Some Investments can be Protected

Hardwood Floors Whether you’ve chosen hardwood floors for your kitchen, first level or whole house, they are a significant investment worthy of your attention. With proper care and maintenance, you should find that hardwood floors add warmth and character to your home and serve you well for years to come. Consider the following tips and recommendations, gathered from our partners and industry sources, to maximize the life and appearance of your hardwood floors.

General Tips

  • Do not clean your floors for 30 days, or put down rugs/carpet for approximately 14 days, after finishing is complete.
  • To help prevent scratching, use throw rugs or mats both inside and outside exterior doorways to trap grit, dirt and other debris.
  • To help protect the finish, use area rugs on high-traffic pathways, pivot areas, near doorways, at stair landings, etc.
  • Kitchen floors experience the most traffic in a home.
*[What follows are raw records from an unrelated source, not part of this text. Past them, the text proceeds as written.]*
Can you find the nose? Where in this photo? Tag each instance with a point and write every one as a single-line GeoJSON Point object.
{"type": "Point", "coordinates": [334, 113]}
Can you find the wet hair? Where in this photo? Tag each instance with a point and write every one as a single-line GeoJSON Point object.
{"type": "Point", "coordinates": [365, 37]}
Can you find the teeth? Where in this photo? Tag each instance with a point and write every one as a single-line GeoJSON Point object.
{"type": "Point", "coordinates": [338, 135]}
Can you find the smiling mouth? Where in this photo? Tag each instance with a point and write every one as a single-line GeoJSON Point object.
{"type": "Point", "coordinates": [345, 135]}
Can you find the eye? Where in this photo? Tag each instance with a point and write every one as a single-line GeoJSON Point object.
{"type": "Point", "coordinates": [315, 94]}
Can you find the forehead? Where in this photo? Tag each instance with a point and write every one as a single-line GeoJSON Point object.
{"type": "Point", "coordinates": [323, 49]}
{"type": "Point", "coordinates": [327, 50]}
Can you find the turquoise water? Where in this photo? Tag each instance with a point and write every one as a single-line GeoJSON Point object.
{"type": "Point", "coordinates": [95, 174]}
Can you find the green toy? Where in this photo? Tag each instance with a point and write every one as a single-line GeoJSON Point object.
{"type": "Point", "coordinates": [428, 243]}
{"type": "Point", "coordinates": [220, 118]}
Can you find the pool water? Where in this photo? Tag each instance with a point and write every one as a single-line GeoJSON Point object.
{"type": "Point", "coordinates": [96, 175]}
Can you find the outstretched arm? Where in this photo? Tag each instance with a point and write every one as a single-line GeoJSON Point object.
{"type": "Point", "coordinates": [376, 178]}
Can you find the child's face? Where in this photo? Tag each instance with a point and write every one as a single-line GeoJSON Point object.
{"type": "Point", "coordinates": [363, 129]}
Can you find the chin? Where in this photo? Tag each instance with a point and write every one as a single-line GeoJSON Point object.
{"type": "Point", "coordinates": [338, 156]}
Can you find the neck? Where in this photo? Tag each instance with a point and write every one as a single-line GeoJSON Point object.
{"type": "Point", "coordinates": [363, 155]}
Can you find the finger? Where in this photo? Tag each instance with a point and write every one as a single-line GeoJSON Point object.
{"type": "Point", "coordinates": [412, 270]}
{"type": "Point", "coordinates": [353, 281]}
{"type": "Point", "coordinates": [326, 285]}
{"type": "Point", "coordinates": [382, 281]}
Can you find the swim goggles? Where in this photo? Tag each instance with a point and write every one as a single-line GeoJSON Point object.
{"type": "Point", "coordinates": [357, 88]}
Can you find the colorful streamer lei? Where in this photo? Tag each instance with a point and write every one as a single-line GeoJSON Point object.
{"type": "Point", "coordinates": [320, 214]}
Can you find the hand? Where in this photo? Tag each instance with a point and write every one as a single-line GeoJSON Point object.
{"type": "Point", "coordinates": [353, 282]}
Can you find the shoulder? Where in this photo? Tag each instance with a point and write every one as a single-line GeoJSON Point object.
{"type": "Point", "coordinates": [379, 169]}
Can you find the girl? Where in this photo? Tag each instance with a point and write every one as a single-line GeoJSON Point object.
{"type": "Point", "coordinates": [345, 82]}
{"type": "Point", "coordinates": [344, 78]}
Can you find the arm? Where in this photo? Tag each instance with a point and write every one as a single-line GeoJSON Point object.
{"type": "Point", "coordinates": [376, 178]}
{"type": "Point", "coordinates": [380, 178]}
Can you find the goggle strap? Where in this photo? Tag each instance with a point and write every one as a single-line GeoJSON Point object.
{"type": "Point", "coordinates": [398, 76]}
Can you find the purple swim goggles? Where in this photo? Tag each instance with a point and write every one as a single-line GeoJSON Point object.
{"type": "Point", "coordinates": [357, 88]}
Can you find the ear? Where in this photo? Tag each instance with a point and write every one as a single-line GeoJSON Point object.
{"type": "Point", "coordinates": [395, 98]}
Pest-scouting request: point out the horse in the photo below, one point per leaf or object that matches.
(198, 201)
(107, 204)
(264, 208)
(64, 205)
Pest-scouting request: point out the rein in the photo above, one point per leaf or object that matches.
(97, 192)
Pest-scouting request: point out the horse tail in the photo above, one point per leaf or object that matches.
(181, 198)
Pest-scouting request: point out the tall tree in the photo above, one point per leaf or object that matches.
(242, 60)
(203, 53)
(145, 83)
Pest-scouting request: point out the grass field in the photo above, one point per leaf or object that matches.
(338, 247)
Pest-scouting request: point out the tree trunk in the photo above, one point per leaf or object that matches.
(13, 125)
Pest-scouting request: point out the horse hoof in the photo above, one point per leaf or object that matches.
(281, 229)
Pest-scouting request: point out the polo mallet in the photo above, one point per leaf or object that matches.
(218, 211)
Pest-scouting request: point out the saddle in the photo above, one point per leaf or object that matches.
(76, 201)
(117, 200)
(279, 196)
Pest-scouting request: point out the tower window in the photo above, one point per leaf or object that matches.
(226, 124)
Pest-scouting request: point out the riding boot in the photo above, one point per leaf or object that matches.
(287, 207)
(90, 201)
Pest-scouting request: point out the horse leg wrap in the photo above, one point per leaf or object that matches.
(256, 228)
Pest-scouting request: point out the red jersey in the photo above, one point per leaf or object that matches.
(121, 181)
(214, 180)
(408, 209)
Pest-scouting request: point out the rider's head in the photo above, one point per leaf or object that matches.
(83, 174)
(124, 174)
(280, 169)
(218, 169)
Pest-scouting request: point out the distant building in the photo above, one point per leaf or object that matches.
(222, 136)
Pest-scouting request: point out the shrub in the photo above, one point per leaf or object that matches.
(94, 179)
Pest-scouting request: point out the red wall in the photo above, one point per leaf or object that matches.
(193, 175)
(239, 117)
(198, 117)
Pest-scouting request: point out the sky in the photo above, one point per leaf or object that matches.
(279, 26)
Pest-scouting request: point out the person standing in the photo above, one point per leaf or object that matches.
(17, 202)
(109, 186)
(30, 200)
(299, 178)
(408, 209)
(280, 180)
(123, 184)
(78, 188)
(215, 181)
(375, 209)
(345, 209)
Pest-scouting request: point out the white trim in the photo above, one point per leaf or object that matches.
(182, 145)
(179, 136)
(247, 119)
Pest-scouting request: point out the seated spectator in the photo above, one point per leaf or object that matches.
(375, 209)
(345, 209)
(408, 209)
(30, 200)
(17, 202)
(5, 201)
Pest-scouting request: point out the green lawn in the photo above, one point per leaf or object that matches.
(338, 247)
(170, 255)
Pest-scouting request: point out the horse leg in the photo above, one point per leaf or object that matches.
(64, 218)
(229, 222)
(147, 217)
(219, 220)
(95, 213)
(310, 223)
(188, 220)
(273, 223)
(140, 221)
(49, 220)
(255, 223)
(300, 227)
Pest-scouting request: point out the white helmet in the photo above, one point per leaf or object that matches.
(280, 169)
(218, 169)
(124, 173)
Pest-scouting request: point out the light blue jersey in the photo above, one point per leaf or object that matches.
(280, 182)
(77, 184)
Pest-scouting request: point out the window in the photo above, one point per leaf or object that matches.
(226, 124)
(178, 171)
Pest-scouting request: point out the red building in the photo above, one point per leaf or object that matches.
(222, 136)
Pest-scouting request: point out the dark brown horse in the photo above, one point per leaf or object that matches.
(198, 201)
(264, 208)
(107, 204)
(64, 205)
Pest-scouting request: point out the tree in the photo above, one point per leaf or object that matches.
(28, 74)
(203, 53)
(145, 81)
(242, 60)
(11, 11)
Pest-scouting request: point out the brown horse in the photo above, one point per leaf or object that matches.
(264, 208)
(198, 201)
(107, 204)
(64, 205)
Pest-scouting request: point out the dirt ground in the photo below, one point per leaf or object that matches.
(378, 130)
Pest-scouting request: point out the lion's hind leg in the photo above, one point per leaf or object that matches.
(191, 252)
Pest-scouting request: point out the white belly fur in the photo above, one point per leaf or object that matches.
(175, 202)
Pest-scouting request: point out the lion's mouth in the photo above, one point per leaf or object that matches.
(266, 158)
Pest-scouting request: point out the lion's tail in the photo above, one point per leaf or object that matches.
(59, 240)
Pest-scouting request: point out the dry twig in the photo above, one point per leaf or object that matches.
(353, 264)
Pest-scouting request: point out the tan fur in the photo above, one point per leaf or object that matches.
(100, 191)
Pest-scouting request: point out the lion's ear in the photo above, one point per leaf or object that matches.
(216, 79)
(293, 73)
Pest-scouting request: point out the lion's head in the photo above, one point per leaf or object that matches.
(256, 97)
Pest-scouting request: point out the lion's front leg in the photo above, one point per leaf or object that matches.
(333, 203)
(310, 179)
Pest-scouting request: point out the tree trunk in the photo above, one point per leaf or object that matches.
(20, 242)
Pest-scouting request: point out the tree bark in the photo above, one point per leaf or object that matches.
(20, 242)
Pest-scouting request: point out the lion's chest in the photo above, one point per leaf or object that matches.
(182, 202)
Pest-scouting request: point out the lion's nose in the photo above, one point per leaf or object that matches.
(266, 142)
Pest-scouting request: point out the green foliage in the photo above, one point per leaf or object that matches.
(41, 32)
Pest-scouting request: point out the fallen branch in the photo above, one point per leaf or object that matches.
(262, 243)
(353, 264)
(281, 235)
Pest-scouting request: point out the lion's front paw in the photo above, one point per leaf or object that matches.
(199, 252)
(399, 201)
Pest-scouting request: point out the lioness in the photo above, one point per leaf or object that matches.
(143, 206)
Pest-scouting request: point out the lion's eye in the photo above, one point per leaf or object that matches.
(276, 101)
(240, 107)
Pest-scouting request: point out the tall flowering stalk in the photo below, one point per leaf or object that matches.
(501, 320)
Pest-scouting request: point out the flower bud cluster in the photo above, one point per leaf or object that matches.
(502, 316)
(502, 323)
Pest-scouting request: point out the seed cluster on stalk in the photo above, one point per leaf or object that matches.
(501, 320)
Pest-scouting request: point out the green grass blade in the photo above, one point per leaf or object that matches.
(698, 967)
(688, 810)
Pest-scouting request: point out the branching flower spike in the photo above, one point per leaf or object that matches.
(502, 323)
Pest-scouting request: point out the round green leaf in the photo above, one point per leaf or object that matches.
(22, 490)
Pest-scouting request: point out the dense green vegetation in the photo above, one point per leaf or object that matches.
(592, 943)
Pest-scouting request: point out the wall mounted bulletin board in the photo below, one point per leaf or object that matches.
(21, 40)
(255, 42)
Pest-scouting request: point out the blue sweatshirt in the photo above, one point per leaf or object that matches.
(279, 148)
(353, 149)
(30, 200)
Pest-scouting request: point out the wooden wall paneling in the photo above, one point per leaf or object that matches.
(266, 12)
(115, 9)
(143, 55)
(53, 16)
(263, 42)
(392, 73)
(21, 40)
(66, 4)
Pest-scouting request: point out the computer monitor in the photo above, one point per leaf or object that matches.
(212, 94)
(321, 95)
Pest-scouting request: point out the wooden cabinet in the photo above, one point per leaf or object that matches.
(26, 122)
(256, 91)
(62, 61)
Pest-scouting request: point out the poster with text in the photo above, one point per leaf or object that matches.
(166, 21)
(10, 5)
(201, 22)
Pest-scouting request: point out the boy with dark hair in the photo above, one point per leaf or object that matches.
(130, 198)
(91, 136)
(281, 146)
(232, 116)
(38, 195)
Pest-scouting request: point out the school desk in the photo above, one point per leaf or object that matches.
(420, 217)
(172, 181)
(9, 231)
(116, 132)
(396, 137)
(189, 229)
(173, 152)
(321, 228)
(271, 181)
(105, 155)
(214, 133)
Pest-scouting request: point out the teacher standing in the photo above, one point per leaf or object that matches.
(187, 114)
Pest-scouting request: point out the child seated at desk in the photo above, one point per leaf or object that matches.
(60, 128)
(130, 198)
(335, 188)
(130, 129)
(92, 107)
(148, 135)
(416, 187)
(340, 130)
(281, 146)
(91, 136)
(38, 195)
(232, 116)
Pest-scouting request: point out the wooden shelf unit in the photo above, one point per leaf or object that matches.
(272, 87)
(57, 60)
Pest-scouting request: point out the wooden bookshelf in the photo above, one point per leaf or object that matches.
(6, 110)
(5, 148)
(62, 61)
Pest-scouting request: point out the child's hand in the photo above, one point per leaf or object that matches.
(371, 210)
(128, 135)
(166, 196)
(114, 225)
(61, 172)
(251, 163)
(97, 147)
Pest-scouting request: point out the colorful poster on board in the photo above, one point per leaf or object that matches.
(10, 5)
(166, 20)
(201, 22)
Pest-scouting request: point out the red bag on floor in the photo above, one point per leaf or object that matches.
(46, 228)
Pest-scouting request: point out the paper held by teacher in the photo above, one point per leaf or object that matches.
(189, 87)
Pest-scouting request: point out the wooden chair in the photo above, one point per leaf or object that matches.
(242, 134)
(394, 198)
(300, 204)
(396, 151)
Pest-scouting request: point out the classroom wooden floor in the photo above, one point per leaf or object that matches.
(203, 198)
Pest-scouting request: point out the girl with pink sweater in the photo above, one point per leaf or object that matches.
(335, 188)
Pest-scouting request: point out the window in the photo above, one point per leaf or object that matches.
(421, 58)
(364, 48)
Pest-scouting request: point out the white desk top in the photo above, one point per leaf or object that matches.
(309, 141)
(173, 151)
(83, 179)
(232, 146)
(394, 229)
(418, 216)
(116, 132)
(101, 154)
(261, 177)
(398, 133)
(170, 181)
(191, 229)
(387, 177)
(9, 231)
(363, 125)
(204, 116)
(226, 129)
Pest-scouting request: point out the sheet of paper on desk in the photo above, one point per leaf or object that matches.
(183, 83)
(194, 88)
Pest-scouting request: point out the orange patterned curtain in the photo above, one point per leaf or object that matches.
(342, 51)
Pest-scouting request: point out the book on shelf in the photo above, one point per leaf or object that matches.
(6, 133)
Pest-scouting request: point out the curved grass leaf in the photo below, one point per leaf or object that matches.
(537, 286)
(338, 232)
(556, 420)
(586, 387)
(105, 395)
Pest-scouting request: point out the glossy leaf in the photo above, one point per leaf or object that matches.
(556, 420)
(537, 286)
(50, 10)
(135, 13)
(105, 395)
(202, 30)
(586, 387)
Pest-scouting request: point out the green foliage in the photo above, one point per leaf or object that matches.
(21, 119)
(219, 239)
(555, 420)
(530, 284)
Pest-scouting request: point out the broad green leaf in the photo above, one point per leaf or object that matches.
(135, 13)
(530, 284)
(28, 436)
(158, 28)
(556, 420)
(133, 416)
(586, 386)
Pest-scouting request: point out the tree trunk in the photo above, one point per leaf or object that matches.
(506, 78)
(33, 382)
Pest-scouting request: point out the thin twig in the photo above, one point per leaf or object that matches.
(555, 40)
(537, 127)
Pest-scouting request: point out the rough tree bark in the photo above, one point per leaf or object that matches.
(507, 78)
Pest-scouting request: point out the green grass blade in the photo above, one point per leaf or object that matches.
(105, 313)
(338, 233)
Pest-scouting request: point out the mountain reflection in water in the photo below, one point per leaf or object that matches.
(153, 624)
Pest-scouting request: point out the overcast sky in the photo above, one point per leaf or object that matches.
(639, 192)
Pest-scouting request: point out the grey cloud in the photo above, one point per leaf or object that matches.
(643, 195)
To prevent premature wear of the floor, place an area rug in front of the sink and stove area.
  • All rugs should allow the floor to breathe. Avoid rubberbacked or non-ventilated rugs.
  • Shake out, wash or vacuum rugs and mats frequently.
  • Put soft plastic or fabric-faced glides under the legs of furniture to prevent scuffing and scratching. Keep floor protectors clean of grit and replace them periodically.
  • When moving heavy furniture, do not slide the pieces. It is best to pick up the furniture completely to protect the wood flooring.
  • Keep pet claws properly clipped and filed to avoid scratching the floor’s finish.
  • Avoid walking on your wood floors with cleats, sports shoes and high heels. A 125-pound woman walking in high heels has an impact of 2,000 pounds per square inch, and an exposed heel nail can exert up to 8,000 pounds per square inch. This kind of impact can dent any floor surface.
  • Maintain the relative humidity in your home to keep wood movement, shrinkage and swelling to a minimum.

Routine Care

  • Regularly vacuum or sweep floors as sand, dirt or grit build up can act like sandpaper and dull the finish.
  • Avoid using an upright vacuum with a beater bar. Instead it is best to use a canister or central vacuum with a bare floor or brush attachment.
  • Wipe up spills immediately with a slightly dampened cloth, or use a vacuum or broom for dry spills.
  • Damp mopping, with a cloth-covered wood floor mop, is the fastest and best way to clean solid hardwood floors, as frequently as once a week. After wetting the mop and wringing it so it is about half dry, go over a small section of the floor using a back and forth motion. Then dip the mop into clean water, wring it as dry as you can and mop over the area again.
  • Use water alone, a neutral pH wood cleaner and water, or manufacturer-recommended products.
  • Do not use a very wet mop on wood floors as standing water/solution can dull the finish, damage the wood and leave a discoloring residue.
  • Do not use floor care products made for sheet vinyl or tile on wood floors. Self-polishing acrylic waxes may cause wood to become slippery and appear dull quickly.
  • Do not use oil soap or other household cleaners on your polyurethane finished wood floor. The use of these products can dull today’s floor finishes and make refinishing difficult.
  • Heel or scuff marks may be removed by lightly rubbing with a cloth and a wood floor cleaner.
  • Treatment for stubborn stains or scratches varies depending on your floor’s finish. Be sure to consult a wood flooring specialist for proper renewal and repair.

With a bit of know-how and proper care your hardwood floors are an investment that can add value and years of enjoyment to your home.